Truffa della falsa pubblicità, vittime decine di negozianti

Un ottimo venditore, che era riuscito a vendere spazi pubblicitari a commercianti che mai prima d’ora avevano acquistato un’inserzione. Peccato che si trattasse di una truffa. Sono decine e decine i commercianti che a Vigevano avevano sottoscritto un’offerta presentata da un sedicente agente di una tv locale che aveva proposto loro degli spot all’interno di un documentario che avrebbe dovuto descrivere le bellezze della città. Peccato che l’emittente in questione, che opera in un territorio piuttosto lontano da pavese e milanese, abbia diramato un comunicato con cui avverte che questa persona non ha nulla a che fare con loro. “Non date credito a questa persona, non date soldi e segnalate”, si legge nella nota diffusa su Facebook. È così che i commercianti vigevanesi, ma diversi casi sono stati segnalati anche a Voghera, hanno scoperto di essere stati presi in giro. Tutti avevano le riprese dello spot programmate in questi giorni. Alcuni sono stati contattati all’ultimo per rinviare l’appuntamento, altri invece hanno ospitato la troupe nel loro negozio, per girare filmati che, però, non andranno mai in onda. Il sedicente agente pubblicitario aveva contattato anche il comune per chiedere un’intervista al sindaco, che comunque non è stata mai fissata. La truffa era ben organizzata: la persona che era andata a proporre gli spot, infatti, aveva con sé dei documenti in tutto e per tutto simili ai contratti pubblicitari, e nell’intestazione riportavano il nome di un’agenzia di comunicazione con tanto di partita Iva. Peccato però che, da successivi accertamenti, si è capito che quell’azienda aveva chiuso diversi anni fa. Gli unici elementi che potevano fare capire che c’era qualcosa che non andava erano i prezzi, di molto inferiori a quelli di mercato, e il fatto che venisse chiesto il pagamento immediato e in contanti.
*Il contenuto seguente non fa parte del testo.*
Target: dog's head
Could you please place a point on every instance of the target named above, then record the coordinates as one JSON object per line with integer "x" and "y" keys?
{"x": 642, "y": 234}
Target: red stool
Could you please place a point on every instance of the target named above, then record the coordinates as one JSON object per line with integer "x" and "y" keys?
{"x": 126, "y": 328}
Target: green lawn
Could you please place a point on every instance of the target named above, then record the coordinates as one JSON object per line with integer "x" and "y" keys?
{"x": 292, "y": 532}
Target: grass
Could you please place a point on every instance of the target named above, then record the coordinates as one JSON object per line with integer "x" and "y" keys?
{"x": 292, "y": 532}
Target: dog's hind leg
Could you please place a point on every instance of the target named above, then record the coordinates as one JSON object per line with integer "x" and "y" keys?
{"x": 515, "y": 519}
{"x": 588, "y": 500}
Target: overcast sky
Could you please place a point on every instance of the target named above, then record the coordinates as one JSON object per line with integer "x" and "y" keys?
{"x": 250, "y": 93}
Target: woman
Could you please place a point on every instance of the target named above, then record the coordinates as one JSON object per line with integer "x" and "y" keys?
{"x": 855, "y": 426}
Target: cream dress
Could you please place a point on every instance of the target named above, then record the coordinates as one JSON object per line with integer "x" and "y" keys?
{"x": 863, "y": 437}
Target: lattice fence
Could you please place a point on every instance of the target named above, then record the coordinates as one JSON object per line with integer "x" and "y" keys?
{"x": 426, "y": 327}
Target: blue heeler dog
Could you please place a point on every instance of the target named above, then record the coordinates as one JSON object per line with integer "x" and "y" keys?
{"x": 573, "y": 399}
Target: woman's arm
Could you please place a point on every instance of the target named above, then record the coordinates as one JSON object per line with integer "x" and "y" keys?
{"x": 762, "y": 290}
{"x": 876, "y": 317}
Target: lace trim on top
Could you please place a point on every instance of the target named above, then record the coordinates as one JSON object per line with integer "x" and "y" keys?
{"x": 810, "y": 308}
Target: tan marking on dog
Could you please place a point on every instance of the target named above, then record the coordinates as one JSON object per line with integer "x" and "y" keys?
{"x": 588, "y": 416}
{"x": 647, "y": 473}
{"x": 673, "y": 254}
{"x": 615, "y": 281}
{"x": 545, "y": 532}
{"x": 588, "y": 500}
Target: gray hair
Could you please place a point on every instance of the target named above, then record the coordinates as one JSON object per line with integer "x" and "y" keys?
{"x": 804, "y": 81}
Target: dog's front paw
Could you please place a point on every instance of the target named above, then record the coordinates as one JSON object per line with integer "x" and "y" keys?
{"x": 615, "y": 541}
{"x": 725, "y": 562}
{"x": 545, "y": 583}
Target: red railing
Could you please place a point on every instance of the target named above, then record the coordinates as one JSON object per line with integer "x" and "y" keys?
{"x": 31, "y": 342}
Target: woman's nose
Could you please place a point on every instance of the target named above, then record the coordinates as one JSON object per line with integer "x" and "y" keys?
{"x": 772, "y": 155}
La cifra, però, era talmente modica che in molti non hanno dato peso alla questione: 50 euro per uno spot da 15”, 80 euro per uno spot da 30”. Somme che non avrebbero nemmeno pagato i costi di produzione, a prescindere dal valore della successiva messa in onda. Chi non è del settore, però, non può saperlo, e così in tantissimi sono finiti nella rete. Ascom sta raccogliendo segnalazioni e materiale, mentre diversi operatori hanno manifestato l’intenzione di sporgere denuncia ai carabinieri. Per il falso agente pubblicitario, quindi, ci potrebbero essere gravi conseguenze.